Here here! D&D is fantasy. No man could recover from many of the above instances within a few days. How do they do it? They are heroes, beyond the norm and built from the stuff of legends, even if some of them perhaps don't know it.
 

qstor said:
I have to admit in all fairness I've never played Savage Worlds, Rolemaster, M&M or Hero 5e. Its as a friend mentioned D&D 4e is more cinematic now than 2e or 3e with hero points and healing surges.

If you do play those - and a number of others - you'll see that D&D is playing catch-up to a concept that's been around for some time. D&D has spent most of it's life as a cinematic game shackled by a weird amalgamation of wargame rules.
 

Knightlord said:
Here here! D&D is fantasy. No man could recover from many of the above instances within a few days. How do they do it? They are heroes, beyond the norm and built from the stuff of legends, even if some of them perhaps don't know it.
It's also about how fun it is to play. During my education I have been at surgical, orthopedic and neurological clinics, I have also studied the physiology behind injuries and their healing. A game based on that would suck. So, you barbarian got hit in the head by a hill giant? Well, now he has to spend three months learning how to chew again. The arm that got broken? With a cast and physiotherapy, he will be able to use that arm again in two months! Stabbed in the gut? Well, no luck for you, mr barbarian. Without modern healthcare or magical healing, you will die, and soon.
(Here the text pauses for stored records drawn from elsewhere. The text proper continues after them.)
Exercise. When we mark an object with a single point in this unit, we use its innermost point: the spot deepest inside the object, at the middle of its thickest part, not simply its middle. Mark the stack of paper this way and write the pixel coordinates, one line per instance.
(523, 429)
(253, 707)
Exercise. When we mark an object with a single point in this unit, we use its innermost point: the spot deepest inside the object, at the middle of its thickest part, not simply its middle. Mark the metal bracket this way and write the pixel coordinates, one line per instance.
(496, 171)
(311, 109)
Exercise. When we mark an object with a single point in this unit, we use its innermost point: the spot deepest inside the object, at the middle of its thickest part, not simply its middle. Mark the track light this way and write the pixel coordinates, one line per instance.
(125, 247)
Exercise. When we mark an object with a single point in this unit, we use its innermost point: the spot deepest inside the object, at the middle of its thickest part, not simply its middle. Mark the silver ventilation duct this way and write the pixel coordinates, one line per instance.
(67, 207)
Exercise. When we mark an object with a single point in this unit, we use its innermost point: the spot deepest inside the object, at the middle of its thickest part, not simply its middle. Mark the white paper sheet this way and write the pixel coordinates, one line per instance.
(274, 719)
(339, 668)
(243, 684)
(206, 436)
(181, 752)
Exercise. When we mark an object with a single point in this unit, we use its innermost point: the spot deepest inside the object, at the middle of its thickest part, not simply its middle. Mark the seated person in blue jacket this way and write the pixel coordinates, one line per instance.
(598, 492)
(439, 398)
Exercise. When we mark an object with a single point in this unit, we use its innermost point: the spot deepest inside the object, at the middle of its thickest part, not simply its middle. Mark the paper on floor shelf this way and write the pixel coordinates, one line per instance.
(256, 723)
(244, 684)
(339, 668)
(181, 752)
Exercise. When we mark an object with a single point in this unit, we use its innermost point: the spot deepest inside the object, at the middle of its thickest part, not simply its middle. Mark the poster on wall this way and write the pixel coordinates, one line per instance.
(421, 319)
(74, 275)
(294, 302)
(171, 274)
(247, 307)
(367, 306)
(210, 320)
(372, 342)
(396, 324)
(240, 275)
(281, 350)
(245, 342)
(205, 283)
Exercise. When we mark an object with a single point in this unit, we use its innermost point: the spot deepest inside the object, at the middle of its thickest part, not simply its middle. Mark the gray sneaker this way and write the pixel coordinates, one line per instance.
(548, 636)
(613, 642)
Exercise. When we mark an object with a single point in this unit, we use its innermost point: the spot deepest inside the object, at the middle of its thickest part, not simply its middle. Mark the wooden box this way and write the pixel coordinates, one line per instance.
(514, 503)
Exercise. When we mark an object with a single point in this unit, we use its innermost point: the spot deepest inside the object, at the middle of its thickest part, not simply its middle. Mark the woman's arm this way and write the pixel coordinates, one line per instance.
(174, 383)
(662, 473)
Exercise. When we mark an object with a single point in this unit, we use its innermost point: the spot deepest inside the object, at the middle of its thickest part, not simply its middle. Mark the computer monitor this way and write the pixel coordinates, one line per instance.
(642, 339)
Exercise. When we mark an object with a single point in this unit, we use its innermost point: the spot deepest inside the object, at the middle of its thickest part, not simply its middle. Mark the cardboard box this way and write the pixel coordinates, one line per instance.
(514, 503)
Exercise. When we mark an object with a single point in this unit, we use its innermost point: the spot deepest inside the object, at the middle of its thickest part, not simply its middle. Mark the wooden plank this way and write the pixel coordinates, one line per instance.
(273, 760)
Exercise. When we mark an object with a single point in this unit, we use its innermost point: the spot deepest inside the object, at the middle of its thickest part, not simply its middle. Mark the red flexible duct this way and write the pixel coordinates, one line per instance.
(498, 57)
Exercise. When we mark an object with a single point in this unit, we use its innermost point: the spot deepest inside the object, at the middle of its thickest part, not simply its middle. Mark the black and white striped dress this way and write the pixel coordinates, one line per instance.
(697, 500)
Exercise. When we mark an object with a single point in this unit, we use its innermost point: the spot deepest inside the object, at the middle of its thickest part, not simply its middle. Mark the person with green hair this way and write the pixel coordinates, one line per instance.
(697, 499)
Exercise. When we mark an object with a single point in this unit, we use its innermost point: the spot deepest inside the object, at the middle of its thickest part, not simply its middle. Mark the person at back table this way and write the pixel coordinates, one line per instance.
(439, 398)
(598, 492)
I much rather have PCs heal in one day than even trying to have realistic healing times. Instead of hospitals, all PCs will be far too reliant on magical healing if they ever get hurt. If they don't have magical healing, roll up new PCs after one knife to the gut. Not "heroic" in my sense of the word.
 

med stud said:
It's also about how fun it is to play. During my education I have been at surgical, orthopedic and neurological clinics, I have also studied the physiology behind injuries and their healing. A game based on that would suck. So, you barbarian got hit in the head by a hill giant? Well, now he has to spend three months learning how to chew again. The arm that got broken? With a cast and physiotherapy, he will be able to use that arm again in two months! Stabbed in the gut? Well, no luck for you, mr barbarian. Without modern healthcare or magical healing, you will die, and soon.

I much rather have PCs heal in one day than even trying to have realistic healing times. Instead of hospitals, all PCs will be far too reliant on magical healing if they ever get hurt. If they don't have magical healing, roll up new PCs after one knife to the gut. Not "heroic" in my sense of the word.